In order to predict asset issues as well as risk management, commercial, aviation and defense organizations are exploring digital twins as a one of the solutions. As an example, aerospace and defense OEM, Rolls-Royce is combining the physical and digital worlds by using digital twins to make data-driven decisions, increase availability, and minimize unexpected maintenance disruption across its engines. In addition to MRO data from Rolls-Royce engine facilities, the engine supplier is collecting data from multiple sources, such as information on engine health from airline maintenance management systems and contextual real time engine flying conditions, and analyzing this through a digital twin.

For a smother process, the IFS Maintenix solution helps to automate two-way data sharing and allows Rolls-Royce to collaborate and share more information with airlines about the work which happens on their enginesfor instance, which engine parts have been switched or inspected and even if any other aircraft systems have been impacted by engine behavior. This allows for a higher resolution digital twin and is a way to deliver these digital insights to improve physical part use while in-service.

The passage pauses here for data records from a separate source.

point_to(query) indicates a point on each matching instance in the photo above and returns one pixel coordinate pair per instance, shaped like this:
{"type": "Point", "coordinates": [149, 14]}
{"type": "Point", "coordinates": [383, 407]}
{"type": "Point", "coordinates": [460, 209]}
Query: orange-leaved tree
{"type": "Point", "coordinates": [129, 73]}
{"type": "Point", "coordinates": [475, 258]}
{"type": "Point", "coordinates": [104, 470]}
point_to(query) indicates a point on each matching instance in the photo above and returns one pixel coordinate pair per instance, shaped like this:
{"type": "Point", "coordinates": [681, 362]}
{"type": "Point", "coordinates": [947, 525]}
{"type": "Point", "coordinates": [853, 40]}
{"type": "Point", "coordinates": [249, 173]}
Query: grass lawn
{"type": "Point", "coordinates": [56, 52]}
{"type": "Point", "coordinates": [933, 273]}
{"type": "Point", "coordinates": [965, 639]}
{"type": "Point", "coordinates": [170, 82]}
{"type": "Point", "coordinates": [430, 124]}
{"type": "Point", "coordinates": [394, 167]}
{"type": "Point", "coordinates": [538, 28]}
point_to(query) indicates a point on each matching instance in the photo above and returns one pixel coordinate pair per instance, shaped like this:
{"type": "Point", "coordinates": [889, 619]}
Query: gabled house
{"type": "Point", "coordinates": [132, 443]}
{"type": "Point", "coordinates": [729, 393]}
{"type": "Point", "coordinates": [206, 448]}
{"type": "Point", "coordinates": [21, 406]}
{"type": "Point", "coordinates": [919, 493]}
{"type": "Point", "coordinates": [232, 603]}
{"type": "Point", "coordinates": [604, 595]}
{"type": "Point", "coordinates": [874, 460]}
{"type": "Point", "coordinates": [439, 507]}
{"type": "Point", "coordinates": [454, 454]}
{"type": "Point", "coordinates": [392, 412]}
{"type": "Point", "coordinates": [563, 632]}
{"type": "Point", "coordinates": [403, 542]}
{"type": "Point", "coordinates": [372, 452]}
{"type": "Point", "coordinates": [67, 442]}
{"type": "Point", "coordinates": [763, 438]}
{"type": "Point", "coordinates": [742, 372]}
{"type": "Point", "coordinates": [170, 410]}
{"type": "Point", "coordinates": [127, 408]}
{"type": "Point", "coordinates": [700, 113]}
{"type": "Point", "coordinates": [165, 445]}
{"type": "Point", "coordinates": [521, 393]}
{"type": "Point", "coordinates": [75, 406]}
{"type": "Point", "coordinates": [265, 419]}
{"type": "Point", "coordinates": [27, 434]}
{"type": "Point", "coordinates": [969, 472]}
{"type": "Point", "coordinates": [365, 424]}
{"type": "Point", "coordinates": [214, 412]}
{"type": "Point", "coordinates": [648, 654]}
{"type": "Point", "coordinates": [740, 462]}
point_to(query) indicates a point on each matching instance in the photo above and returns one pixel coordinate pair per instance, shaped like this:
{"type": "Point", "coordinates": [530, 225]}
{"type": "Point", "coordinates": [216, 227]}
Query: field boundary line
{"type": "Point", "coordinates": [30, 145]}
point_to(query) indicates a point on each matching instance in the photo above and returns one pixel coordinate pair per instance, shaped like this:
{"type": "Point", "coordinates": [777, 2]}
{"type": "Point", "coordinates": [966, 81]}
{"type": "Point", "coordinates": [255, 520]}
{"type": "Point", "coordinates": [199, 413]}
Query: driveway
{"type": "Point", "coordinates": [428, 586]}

The U.S. Navy has just introduced a maintenance program to take advantage of digital twins with its all-encompassing The Naval Maintenance, Repair and Overhaul (N-MRO) solution that uses a combination of AI, digital twin capabilities and predictive analytics to anticipate and react to potential equipment failures before they happen, again supported by an intelligent maintenance solution. This proactive solution will contribute to the enhanced support of maintenance, supply logistics, real-time fleet management, and other business functions for more than 3,000 assets and 200,000 sailors. 

Enterprise technology – a strategic digital twins’ enabler 

Ultimately, agile and flexible enterprise software is essential for organizations to truly realize the potential of digital twin technology. 

An effective digital twin strategy requires the support of software geared towards data-driven decision-making. Much of the data required for digital twin technology sits within supporting business applications. There, assets are mapped within enterprise software such as historical maintenance data, work orders, and original engineering and design data. In some cases, supporting enterprise applications act as a digital twin of certain processes, while in others the enterprise software could be the source of the digital twin.

The future is a blending of physical and digital

The digital world is becoming more of a reflection of the physical. Digital twin technology and IoT is changing the boundaries of the physical world. Those organizations that have the fundamental software in place to support this data aggregation, analysis and action are well placed to start capitalizing on the benefits of digital twins.